Partition Pruning and Predicate Pushdown One of the most effective performance features ever invented is partitioning of data. Partitioning has been implemented in Hive and can now be used by Big Data SQL to speed up IO by eliminating partitions from a query. Big Data SQL leverages the predicates in a query and eliminates partitions from the data selected. This is very similar to what happens in Oracle Database. Partition pruning is the first step taken, and it impacts not just IO but also the number of splits eventually created. Using the same predicates, much more IO can be avoided when the underlying files are pre-parsed. As an example, Parquet files which contains parsed data (like a database file), can be interrogated intelligently by using the file metadata and the predicates. This way, database like selectivity is achieved, driving up query performance. Big Data SQL leverages both partitioning and predicate pushdown to Parquet, ORC or HBase as examples to ensure excellent performance.

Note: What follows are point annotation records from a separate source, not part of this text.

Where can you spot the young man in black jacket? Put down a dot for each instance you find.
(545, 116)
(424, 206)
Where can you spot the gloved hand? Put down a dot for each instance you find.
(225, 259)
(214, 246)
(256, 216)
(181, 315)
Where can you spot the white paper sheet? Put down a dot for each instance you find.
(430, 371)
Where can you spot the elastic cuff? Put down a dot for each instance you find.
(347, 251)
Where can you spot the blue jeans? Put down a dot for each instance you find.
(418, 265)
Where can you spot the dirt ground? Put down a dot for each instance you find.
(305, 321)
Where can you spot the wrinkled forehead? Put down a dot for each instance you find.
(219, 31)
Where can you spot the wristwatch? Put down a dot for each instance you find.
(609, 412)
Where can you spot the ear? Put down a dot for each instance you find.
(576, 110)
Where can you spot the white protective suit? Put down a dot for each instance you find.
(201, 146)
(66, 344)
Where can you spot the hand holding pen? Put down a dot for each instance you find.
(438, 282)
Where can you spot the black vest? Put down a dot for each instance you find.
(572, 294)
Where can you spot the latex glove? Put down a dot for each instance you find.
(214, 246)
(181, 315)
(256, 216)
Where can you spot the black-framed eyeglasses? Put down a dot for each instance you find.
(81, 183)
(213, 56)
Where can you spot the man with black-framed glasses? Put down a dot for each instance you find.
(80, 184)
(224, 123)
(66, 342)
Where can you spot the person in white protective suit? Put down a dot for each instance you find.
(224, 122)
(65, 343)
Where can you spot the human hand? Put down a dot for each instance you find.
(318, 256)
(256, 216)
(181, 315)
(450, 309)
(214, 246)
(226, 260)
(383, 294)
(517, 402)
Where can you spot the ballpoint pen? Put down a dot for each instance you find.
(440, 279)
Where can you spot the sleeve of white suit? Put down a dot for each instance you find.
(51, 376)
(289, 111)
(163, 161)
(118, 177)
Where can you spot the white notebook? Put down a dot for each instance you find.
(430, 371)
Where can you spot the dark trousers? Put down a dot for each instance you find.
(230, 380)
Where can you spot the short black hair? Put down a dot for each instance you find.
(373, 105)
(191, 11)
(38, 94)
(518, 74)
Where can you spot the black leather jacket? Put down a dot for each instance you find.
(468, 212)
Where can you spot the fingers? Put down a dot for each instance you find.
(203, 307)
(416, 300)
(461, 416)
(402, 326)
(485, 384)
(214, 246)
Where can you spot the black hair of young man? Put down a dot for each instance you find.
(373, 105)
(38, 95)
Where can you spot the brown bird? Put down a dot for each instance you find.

Storage Indexes Storage Indexes (SI) provide the same benefits of IO elimination to Big Data SQL as they provide to SQL on Exadata. The big difference is that in Big Data SQL the SI work on an HDFS block (on BDA – 256MB of data) and span 32 columns instead of the usual 8. SI is fully transparent to both Oracle Database and to the underlying HDFS environment. As with Exadata, the SI is a memory construct managed by the Big Data SQL software and invalidated automatically when the underlying files change.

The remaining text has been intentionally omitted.